I am having a hard time with capacitors and the role they play in circuits. Lets say a circuit has a capacitor with C = 3 microF and a resistor of 3 ohms and a battery with a voltage of 12 V. How would you find the current in the circuit? How does the current flowing through the circuit be affected by the charging of the capacitor? What happens to the current when the capacitor is fully charged? .
Thanks!
Figuring out the current in an RC circuit is likely beyond the scope of the MCAT. For this explanation, I will assume you are talking about a direct current (DC) circuit with the resistor and capacitor
in series. Basically, you always have to refer to Kirchoff's loop rule, which states that if you make a loop in a circuit, the potential drops/gains must sum to zero:
V - IR - Q/C = 0
(remember that the voltage drop across a capacitor is equal to Q/C)
So consider the point when you first connect the battery to the circuit. The charge Q on the capactior is intially zero, so Q/C = 0 and therefore V - IR = 0. So the initial current can simply be calculated by using V = IR. In your example, the current I would be 4 amps.

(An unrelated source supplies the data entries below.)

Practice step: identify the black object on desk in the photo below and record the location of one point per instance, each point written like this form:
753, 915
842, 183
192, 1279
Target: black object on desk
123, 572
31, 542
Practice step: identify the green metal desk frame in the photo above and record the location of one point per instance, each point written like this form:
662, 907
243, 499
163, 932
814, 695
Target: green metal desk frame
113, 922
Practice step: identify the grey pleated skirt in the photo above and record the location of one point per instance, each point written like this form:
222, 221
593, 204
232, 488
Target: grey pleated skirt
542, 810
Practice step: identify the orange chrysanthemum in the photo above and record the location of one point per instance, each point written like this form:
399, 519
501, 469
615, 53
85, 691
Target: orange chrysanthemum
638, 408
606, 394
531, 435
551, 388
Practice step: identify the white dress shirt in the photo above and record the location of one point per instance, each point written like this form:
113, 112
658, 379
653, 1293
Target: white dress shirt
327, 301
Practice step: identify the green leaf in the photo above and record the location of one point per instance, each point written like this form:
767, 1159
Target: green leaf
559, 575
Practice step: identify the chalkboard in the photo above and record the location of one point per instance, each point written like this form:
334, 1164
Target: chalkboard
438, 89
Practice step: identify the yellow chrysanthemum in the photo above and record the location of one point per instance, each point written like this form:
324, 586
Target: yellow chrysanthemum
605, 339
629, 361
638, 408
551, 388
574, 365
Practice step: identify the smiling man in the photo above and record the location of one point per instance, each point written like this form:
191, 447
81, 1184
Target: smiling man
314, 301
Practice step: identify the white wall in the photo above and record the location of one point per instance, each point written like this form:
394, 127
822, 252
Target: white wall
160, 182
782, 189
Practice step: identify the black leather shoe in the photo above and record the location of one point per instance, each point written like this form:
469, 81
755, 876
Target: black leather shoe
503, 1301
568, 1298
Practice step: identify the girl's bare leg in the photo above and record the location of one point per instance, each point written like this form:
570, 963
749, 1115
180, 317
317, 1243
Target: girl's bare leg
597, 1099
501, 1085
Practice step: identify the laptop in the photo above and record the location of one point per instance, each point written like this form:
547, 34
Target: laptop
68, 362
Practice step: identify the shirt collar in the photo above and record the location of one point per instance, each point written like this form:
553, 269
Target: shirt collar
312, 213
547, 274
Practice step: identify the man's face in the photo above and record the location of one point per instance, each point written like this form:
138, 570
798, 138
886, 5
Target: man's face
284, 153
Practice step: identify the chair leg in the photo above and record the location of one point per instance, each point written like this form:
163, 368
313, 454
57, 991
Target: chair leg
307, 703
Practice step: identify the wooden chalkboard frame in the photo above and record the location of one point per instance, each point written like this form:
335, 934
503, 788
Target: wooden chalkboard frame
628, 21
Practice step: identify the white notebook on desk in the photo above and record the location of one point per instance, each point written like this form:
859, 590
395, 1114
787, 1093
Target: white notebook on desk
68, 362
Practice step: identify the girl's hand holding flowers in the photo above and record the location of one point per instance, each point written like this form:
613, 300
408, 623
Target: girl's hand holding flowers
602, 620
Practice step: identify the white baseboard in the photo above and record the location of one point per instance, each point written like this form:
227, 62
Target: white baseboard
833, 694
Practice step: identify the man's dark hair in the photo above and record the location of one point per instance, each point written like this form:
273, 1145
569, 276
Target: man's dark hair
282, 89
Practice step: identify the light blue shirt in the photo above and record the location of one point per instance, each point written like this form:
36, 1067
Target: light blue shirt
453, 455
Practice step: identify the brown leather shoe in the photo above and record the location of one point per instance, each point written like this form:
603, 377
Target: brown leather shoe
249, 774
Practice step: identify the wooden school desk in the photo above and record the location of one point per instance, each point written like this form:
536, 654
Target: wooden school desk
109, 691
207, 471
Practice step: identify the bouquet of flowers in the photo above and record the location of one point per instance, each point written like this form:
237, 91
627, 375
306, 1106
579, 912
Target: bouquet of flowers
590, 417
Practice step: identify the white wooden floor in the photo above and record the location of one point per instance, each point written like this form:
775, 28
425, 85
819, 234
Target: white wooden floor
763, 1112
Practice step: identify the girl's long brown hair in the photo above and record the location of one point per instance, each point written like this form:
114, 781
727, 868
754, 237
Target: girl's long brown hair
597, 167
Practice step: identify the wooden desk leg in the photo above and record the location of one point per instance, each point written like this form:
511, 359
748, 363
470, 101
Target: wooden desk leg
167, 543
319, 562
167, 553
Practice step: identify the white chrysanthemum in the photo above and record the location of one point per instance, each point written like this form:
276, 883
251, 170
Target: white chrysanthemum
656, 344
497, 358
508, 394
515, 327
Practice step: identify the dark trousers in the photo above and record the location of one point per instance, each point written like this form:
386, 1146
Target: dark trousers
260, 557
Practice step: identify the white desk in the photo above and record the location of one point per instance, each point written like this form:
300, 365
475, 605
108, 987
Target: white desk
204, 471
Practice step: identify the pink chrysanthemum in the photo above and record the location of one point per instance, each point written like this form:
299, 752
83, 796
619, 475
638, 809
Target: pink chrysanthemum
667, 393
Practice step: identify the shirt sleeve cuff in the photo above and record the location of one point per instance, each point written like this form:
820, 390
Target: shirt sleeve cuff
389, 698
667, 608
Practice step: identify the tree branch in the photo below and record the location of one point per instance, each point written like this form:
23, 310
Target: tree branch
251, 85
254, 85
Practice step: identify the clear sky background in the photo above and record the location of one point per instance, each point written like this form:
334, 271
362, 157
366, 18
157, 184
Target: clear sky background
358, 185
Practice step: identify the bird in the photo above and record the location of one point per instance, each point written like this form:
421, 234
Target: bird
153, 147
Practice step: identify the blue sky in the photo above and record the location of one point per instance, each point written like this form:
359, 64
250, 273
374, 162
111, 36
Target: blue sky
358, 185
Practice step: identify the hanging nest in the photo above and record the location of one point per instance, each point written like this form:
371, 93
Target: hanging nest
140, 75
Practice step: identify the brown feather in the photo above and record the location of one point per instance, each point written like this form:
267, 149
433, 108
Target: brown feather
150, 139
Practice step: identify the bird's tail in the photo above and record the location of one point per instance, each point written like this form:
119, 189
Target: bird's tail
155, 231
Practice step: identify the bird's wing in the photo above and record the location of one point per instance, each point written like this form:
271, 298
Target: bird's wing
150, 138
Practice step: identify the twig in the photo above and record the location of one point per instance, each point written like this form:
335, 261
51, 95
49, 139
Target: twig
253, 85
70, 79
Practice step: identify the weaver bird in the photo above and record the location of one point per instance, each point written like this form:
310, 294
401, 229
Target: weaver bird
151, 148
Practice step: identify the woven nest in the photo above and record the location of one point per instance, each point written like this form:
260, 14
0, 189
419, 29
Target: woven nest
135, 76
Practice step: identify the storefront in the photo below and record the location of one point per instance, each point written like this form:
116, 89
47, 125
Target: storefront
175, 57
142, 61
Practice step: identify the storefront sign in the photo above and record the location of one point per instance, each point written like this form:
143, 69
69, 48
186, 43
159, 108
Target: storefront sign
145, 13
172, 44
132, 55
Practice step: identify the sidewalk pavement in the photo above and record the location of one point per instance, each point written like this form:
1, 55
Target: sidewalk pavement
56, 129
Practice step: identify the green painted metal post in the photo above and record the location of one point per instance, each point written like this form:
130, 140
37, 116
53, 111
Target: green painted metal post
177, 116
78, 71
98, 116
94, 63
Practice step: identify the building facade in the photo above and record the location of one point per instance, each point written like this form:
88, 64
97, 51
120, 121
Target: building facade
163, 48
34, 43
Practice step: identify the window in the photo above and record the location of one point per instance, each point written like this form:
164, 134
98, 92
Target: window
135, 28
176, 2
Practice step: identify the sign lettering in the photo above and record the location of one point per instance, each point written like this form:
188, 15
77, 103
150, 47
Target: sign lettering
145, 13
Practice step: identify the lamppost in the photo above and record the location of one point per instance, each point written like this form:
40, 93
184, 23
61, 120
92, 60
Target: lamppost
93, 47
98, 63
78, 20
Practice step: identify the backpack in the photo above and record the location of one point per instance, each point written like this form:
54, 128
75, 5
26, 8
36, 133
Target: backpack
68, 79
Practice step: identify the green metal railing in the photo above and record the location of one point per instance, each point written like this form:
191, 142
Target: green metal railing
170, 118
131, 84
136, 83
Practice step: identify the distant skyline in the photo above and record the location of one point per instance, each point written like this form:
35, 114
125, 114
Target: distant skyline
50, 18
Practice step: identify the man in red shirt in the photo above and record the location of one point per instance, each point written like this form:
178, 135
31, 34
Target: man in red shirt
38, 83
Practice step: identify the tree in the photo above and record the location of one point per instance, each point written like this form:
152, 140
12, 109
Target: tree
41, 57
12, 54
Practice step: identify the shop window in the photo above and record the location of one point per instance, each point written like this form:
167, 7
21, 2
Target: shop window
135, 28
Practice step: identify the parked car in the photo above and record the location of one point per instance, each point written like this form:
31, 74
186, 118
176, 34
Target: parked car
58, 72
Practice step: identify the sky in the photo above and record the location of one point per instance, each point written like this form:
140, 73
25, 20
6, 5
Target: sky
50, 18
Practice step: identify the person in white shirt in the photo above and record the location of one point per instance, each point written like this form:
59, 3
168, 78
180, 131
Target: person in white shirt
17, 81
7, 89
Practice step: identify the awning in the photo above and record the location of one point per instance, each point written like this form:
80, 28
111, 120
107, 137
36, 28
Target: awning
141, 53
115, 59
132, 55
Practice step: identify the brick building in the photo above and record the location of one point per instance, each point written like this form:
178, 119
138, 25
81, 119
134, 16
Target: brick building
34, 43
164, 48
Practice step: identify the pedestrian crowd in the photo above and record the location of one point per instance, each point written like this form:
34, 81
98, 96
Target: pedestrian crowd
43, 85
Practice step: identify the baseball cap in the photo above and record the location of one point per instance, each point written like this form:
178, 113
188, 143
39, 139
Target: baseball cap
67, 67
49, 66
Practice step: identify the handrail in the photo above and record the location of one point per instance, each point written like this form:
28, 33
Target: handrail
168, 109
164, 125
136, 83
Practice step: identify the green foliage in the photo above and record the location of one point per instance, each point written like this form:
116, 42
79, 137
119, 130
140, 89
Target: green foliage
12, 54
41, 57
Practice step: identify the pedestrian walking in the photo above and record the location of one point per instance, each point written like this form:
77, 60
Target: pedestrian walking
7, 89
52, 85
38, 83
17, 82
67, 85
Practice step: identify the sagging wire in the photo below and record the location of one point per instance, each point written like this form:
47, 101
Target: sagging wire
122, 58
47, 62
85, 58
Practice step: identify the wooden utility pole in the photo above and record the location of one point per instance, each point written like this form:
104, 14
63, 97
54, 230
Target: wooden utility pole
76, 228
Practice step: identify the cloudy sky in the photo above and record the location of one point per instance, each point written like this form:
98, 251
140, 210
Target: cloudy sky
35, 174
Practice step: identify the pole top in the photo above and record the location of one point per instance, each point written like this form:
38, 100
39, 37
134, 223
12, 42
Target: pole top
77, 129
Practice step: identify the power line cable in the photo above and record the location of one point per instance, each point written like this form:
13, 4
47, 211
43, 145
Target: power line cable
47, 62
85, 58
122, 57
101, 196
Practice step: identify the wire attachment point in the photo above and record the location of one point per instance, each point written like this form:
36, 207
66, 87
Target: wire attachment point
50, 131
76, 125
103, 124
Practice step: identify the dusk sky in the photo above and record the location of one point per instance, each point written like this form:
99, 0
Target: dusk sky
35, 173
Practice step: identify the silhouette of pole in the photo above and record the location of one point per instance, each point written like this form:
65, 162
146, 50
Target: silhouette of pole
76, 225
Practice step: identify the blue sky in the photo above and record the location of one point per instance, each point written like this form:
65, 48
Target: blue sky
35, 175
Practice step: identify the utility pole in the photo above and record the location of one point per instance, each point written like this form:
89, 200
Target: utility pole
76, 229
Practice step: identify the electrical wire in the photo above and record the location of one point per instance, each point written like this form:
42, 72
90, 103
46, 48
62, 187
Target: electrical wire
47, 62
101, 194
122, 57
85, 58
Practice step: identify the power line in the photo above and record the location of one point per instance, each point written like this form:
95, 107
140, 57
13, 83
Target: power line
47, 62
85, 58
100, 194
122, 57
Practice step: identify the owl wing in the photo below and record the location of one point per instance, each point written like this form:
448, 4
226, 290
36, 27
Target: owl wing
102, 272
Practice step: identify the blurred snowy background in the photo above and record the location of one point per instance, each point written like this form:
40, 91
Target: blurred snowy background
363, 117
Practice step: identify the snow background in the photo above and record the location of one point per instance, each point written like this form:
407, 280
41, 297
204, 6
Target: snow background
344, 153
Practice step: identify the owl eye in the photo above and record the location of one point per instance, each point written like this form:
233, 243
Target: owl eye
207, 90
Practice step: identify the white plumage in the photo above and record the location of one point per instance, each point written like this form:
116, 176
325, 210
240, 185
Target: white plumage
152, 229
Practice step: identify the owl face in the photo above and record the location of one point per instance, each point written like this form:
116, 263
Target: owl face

As the current continues to flow, charge will accumulate on the plates. This accumulating charge will repel any other incoming charges. As a result, the current decreases. This can be seen from the loop rule, since as Q increases, Q/C increases. Since V and R are constant, I must decrease!
The current will continue to decrease while the current is flowing. In fact, the current after a very long time will approach zero (though it will never actually reach zero, just become really, really close).
Hopefully this explanation makes sense. If you need a further explanation please let me know!